In conclusion, it is stated in sub-paragraph 8 of the medico- forensic expert report (Page 7 of Exhibit USSR 5(a), Page 159 of the document book) that:
"No objective circumstances can justify the conditions under which the prisoners of war were housed in the camp. All the more, since it has been revealed by thoroughgoing investigations that there were enormous food supplies in the German military depots at Slavuta and that both medical supplies and surgical bandages abounded in the military dispensaries."
The "Grosslazarett" staff included a considerable number of medical personnel. Nevertheless, according to the statement of the Government Commission, sick and wounded officers and men of the Red Army did not receive even the most elementary medical attention. And how could there be any talk of medical attention when the entire object of the "Grosslazarett" was directly opposed to such assistance?
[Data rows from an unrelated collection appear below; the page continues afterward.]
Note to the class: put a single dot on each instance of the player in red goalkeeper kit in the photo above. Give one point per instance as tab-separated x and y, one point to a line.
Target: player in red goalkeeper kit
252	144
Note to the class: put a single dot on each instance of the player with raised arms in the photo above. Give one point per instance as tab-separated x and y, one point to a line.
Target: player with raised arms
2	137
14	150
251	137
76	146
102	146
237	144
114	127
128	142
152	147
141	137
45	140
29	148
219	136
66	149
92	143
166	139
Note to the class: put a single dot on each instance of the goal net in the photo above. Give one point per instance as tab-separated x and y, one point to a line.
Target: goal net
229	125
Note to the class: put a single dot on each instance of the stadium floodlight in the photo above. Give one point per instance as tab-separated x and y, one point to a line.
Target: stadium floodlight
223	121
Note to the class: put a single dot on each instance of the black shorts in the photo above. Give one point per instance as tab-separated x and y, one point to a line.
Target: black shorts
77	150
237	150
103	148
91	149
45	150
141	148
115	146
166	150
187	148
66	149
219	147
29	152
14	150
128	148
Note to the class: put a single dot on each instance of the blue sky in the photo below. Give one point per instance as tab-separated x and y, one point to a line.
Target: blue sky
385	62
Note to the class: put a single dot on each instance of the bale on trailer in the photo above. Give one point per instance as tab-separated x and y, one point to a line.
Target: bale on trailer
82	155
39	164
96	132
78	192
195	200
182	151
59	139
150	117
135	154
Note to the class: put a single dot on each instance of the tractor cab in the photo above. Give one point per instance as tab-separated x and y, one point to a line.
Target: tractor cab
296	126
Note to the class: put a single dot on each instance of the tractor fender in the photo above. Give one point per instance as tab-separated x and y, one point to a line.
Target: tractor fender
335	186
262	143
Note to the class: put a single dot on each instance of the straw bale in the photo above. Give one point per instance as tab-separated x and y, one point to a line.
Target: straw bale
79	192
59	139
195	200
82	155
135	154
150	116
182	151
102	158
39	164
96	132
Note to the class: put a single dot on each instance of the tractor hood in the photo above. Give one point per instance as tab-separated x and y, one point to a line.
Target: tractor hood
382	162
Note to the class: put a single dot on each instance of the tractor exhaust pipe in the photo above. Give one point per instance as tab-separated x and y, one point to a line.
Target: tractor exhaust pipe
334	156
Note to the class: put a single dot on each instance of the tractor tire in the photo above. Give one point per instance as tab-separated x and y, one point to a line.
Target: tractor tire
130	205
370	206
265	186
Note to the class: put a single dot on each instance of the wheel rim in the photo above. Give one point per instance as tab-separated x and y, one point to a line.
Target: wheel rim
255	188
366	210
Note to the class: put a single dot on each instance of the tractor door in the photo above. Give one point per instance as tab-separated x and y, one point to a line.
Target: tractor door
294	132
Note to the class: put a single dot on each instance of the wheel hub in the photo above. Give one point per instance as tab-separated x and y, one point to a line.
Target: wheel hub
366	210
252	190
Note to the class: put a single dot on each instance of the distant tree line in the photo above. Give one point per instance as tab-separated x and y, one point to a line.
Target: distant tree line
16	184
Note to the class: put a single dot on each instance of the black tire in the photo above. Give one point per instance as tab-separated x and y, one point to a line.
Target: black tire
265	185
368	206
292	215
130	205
The administration of the "Grosslazarett" not only strove to destroy the prisoners of war physically, but they also endeavored to fill the last days of the sick and wounded with suffering and anguish.

One part of the Commission's statement is entitled "Torture and shooting of Soviet prisoners of war." I shall read into the record a passage taken from this part. It is on Page 4, Exhibit USSR 5, Page 153 of the document book:

"Soviet prisoners of war in the 'Grosslazarett' were subjected to torture and torment, beaten up when food was distributed and again when setting out to work. Even the dying were not spared by the Fascist murderers. The medico-forensic examination of the exhumed corpses revealed, among a number of other bodies of prisoners of war, the body of a prisoner who, in his death agony, had been wounded in the groin with a knife. He had been thrown into his grave while still alive, with the knife sticking in the wound, and was then covered over with earth.

One method of mass torture in the 'Lazarett' consisted in locking the sick and wounded in a detention cell -- a room without heat and with a concrete floor. The prisoners in this cell were left without food for days on end and many died there. In order to exhaust the prisoners still further, the Hitlerites forced the sick and enfeebled patients to run round the 'Lazarett' building; those who could not run were flogged almost to death. There were many cases where the German guards murdered the prisoners just for fun.

A former prisoner of war, Buchtichyuk, reported how the Germans threw the intestines of dead horses on the barbed wire surrounding the interior of the camp. When the prisoners, maddened with hunger, ran up to the barbed wire, the guards opened fire on them with sub- machine guns. The witness, Kirsanov, saw one prisoner of war bayonetted for picking up a potato tuber. A former prisoner of war, Shatalov, was an eye-witness to the shooting of a prisoner by his escort merely for trying to obtain a second helping of 'Balanda.'

In February, 1942, Shatalov saw a sentry wound a prisoner who was searching the garbage heap for remnants of food left over from the kitchen of the German personnel; the wounded man was immediately brought to the pit, stripped, and executed."

THE PRESIDENT: We will adjourn now.

(The Tribunal adjourned until 14th February, 1946, at 1000 hours.)